Domestic markets are likely to witness another turbulent day, tracking global markets which are under tremendous pressure due to geopolitical tensions between Israel and Hamas in Gaza. Gift Nifty at 19570 indicates another 100 points gap down opening for Nifty futures, which closed on 19683. Major global markets are down between 1 and 2 per cent.

Markets will closely monitor the quarterly results. So far, results of IT majors and banks disappointed the D-Street.

FMCG stocks will anchor the market movement on Thursday with big guns such as Hindustan Unilever, Nestle and ITC are set to declare results. 

Shrikant Chouhan, Head of Research (Retail), Kotak Securities Ltd, said, “Geopolitical tensions in West Asia due to the raging war between Israel and Hamas spooked Indian markets as investors turned risk-off and hammered stocks at will. The market is more concerned about surging crude oil prices as this could hurt inflation and may lead to interest rates remaining higher in the near to medium term. Already the market is facing FII money exodus from the domestic market and re-routing the funds into safe haven assets like gold and US dollar.”

Ruchit Jain, Lead Research, 5paisa.com, said, ”In the last few sessions, we had seen a gradual recovery in the Nifty index towards its resistance of 19850. Both Nifty as well as the Bank Nifty index were placed around their crucial hurdles of 19850 and 44600 respectively.
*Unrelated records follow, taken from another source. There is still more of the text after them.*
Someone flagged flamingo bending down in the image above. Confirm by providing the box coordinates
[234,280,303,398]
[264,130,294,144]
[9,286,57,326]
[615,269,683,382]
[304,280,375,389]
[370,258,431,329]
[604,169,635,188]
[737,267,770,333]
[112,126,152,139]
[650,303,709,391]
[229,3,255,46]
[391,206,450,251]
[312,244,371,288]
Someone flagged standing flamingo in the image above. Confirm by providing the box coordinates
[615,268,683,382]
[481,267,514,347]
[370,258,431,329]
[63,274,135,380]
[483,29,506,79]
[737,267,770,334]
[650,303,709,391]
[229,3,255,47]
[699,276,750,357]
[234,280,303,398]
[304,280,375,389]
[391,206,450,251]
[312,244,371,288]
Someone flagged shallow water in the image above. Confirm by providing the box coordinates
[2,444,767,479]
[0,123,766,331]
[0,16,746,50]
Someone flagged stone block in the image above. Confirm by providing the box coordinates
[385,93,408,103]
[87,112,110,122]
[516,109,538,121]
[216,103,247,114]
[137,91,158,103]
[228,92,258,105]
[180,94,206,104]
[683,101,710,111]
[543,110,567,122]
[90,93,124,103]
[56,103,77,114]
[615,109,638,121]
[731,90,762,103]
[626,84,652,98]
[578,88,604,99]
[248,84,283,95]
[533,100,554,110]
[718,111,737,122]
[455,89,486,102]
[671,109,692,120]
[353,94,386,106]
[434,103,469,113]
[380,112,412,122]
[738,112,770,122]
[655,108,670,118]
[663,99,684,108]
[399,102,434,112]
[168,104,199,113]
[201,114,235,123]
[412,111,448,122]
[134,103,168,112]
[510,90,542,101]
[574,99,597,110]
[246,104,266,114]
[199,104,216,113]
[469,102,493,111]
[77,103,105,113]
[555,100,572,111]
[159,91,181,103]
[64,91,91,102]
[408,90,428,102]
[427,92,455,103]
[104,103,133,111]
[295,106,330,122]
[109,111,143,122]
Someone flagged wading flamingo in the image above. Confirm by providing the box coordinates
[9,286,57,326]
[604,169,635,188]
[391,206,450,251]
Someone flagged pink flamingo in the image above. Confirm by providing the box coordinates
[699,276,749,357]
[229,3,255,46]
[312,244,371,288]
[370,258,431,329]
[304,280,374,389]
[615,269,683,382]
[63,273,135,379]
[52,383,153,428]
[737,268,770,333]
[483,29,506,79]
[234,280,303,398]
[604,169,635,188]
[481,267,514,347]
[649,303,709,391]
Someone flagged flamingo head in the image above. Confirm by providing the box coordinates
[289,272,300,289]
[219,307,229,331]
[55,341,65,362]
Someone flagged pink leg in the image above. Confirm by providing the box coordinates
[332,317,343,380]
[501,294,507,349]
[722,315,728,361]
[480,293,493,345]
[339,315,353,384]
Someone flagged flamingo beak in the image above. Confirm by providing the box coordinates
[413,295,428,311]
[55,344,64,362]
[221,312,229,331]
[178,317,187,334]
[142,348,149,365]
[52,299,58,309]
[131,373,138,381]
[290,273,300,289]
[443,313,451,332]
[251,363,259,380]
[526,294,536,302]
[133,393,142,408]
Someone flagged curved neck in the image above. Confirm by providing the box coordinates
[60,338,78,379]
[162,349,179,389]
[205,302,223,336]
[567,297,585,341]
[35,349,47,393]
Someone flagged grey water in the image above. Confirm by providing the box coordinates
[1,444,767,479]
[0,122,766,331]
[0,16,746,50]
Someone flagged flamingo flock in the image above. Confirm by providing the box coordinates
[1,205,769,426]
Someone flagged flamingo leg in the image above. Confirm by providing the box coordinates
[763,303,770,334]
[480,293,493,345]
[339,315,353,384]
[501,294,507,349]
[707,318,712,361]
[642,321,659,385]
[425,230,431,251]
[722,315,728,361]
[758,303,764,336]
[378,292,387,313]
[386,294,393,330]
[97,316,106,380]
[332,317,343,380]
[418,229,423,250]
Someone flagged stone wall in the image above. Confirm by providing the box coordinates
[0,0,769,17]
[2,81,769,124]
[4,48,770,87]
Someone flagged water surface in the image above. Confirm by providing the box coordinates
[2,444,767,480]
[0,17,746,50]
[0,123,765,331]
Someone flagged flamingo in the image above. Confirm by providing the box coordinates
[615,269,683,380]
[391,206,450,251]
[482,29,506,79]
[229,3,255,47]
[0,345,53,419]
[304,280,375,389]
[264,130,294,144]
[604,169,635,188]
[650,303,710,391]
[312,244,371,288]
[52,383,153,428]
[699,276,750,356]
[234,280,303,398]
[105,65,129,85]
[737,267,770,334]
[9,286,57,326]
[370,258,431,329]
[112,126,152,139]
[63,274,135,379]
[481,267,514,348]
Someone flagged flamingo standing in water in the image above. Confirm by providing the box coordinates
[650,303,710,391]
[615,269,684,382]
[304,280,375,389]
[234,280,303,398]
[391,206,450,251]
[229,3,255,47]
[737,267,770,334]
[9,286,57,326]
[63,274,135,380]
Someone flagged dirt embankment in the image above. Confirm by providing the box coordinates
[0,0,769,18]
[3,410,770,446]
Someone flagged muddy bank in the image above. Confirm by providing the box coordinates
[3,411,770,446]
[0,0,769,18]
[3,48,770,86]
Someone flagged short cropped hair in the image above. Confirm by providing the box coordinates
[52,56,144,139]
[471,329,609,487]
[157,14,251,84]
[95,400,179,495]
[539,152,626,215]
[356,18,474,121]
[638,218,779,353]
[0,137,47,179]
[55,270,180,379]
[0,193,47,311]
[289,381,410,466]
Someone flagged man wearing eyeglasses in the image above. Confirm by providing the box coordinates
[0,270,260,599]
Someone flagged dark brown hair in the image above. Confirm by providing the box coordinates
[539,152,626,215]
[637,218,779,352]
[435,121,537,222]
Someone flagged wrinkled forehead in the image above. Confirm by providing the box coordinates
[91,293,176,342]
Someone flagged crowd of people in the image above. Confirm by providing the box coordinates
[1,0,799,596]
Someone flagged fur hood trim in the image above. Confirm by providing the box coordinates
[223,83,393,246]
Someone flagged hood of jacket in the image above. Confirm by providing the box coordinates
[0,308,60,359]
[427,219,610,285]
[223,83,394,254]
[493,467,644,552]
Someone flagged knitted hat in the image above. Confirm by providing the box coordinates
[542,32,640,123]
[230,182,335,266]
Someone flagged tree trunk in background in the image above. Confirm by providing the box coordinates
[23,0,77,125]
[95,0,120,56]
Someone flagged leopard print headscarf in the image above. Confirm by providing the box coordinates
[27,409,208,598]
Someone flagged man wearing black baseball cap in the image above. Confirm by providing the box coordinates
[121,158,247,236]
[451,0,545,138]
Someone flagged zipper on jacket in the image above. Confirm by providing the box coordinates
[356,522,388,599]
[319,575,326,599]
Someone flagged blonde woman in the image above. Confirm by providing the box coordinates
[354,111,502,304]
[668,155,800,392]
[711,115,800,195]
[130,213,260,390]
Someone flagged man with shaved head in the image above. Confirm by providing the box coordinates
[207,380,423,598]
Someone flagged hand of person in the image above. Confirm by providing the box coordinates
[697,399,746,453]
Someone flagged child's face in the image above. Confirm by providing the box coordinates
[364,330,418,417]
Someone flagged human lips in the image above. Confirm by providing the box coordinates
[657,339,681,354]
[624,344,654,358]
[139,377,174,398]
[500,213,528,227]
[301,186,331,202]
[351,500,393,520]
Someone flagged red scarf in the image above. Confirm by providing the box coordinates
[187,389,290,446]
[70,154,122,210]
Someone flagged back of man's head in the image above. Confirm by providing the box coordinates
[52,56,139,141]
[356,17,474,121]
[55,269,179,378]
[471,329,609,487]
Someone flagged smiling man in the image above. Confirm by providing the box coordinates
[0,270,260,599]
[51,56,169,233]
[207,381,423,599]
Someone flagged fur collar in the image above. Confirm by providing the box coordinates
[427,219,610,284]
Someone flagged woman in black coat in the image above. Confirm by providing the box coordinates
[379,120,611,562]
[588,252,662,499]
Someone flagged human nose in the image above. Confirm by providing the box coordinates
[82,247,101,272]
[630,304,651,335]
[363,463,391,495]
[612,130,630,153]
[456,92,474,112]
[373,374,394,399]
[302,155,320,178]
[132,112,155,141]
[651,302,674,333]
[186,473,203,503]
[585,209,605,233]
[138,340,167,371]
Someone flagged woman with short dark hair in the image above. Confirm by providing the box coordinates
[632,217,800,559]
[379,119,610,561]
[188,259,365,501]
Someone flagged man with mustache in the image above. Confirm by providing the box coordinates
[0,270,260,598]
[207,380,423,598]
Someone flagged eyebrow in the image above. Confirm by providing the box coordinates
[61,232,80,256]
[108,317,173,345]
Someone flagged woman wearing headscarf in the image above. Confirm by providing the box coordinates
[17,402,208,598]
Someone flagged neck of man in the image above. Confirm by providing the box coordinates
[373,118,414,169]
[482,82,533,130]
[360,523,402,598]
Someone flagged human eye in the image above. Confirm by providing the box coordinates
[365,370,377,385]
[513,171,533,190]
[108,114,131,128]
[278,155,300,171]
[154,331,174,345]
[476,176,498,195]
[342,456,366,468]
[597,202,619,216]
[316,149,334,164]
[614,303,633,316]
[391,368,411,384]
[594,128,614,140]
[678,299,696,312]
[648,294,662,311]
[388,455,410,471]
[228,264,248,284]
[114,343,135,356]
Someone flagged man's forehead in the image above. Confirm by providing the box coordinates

“While market participants were looking for a breakout, the indices witnessed a reversal from these hurdles and decent short formation in the banking index dragged the indices lower. Thus, 19850 now becomes a crucial hurdle and until this is surpassed, the markets could continue its choppiness. On the lower side, 19635 followed by 19500-19450 range will be seen as the immediate support levels. The RSI oscillator in the Bank Nifty index has given a negative crossover and thus, then momentum there could be on the negative side. Until we see any strength in the banking space again, traders should turn cautious and avoid aggressive trading for directional moves.”

The broader markets, too, witnessed some selling pressure today. However, the Nifty Midcap index is still in a time-wise corrective phase within an uptrend since last one month. On this index, 39600 will be seen as a crucial support on any declines.